Temitope Oyedeji
University of Illinois at Chicago
Mathematics
Biography
My name is Temitope Oyedeji, and I am from Ibadan, Nigeria. I earned my Bachelor of Science degree in Mathematics from the University of Ibadan, Nigeria, where I developed a strong foundation in problem-solving and abstract reasoning. In 2023, I began my Ph.D. in Applied Mathematics at the University of Illinois Chicago, and I just received a Master’s degree en route to the Ph.D. in 2025. My research interests focus on numerical analysis, high-performance computing, partial differential equations, and machine learning applications in scientific computing. I have gained experience in developing and implementing scalable algorithms for distributed systems, GPU acceleration, and optimization, and I am motivated by opportunities to apply these tools to real-world challenges. As the third child in my family, I grew up valuing perseverance, adaptability, and collaboration, qualities that continue to guide my academic and professional journey. Looking ahead, I aspire to contribute to impactful research in computational science, with a particular interest in collaborations that address national and global challenges.
Academic Status
PhD Student - 3rd
Research Area/Department
Applied Mathematics; Mathematics
Major/Specialty
Applied Mathematics: Numerical analysis, high-performance computing, partial differential equations, and machine learning applications in scientific computing.
Degrees Earned or in Progress
Ph.D in Mathematics (3.71/4), University of Illinois, Chicago, May 2028 Masters of Science in Mathematics (3.63/4), University of Illinois, Chicago, August 2025 Bachelor of Science in Mathematics (3.87/4), University of Ibadan, Ibadan, Nigeria, Dec 2021
Academic Preparation
Real Analysis, Numerical Analysis, Supercomputing, Optimization, Functional Analysis, Complex Analysis, Ordinary differential equations, Classical methods of Partial Differential Equations. I also use math tools like MATLAB and programming tools like python and Julia
Research/Publications
I conducted technical projects during my PhD program. I worked on the following : Message Passing to Distribute root finding jobs | Julia, Python , MPI • Wrote a parallel program to define the message passing for a program using MPI in a static work load assignment. • Investigated the scalability when more worker nodes are available and determined the granularity of the parallel code. • Developed an algorithm for dynamic load balancing to apply for any number of processors. Shared Memory Parallel Tropical Matrix Multiplication | Julia ,openMP • Wrote a code to compute the multiplication of two matrices, on a shared memory parallel computer. • Discussed the granularity and examined the scalability GPU Accelerated Trapezoidal Rule | Julia, CUDA • Wrote a GPU accelerated program • Demonstrated the correctness by giving sample input and outputs. • Compared the times of my GPU accelerated program with a run against a version on the CPU. Did runs with various degrees and thread configurations.

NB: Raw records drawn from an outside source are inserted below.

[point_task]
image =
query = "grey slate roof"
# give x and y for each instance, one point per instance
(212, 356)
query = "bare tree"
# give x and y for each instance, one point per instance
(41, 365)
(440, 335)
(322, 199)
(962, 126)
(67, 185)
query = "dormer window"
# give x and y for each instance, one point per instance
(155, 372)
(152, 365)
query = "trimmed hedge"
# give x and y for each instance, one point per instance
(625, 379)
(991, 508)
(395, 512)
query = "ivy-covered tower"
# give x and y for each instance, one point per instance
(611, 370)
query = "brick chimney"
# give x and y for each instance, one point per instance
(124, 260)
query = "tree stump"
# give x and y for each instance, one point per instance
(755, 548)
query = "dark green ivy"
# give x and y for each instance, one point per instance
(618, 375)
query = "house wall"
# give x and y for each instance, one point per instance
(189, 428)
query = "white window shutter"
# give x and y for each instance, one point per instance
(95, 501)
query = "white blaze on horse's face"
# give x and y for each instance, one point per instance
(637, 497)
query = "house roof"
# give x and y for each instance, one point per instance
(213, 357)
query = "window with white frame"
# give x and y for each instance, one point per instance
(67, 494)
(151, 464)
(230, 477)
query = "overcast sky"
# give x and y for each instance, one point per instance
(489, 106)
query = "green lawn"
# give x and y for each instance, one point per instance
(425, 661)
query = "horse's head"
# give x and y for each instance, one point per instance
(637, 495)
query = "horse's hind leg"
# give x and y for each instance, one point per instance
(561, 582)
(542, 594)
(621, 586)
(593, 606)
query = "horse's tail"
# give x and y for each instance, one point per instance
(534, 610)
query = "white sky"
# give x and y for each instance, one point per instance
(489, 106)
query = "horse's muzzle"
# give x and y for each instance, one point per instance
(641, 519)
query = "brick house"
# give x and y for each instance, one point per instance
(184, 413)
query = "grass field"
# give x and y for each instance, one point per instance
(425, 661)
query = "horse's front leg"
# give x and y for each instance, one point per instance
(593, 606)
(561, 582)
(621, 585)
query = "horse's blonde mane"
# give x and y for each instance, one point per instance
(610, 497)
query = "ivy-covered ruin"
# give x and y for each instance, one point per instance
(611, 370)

Research/Academic Interests
My research lies at the intersection of applied mathematics, high-performance computing (HPC), and data-driven scientific computing. As a Ph.D. candidate in Applied Mathematics at the University of Illinois Chicago, my focus is on developing and analyzing computational methods that address large-scale scientific problems involving partial differential equations (PDEs), optimization, and numerical analysis. A major part of my current work involves scalable algorithms for distributed computation. For example, I have designed and benchmarked MPI-based root-finding algorithms, explored shared-memory parallelization of matrix multiplication with OpenMP, and implemented GPU-accelerated trapezoidal integration schemes in CUDA. These projects deepened my understanding of numerical stability and algorithmic complexity and also gave me practical experience in optimizing performance across diverse architectures. Alongside HPC, I am increasingly engaged with machine learning for scientific applications, including integrating neural networks into PDE solvers and using data-driven approaches to enhance predictive accuracy in physical models. I am also developing familiarity with quantum computing concepts, particularly in their potential applications to optimization and simulation. My technical toolkit includes Python, Julia, and MATLAB, supported by strong experience with Linux/Unix systems, Git, MPI, and GPU environments. I am motivated by the challenge of building algorithms and models that are not only mathematically rigorous but also computationally scalable and applicable to real-world systems. I see my long-term research trajectory as contributing to the development of robust, efficient, and secure computational methods that advance both scientific discovery and technological innovation.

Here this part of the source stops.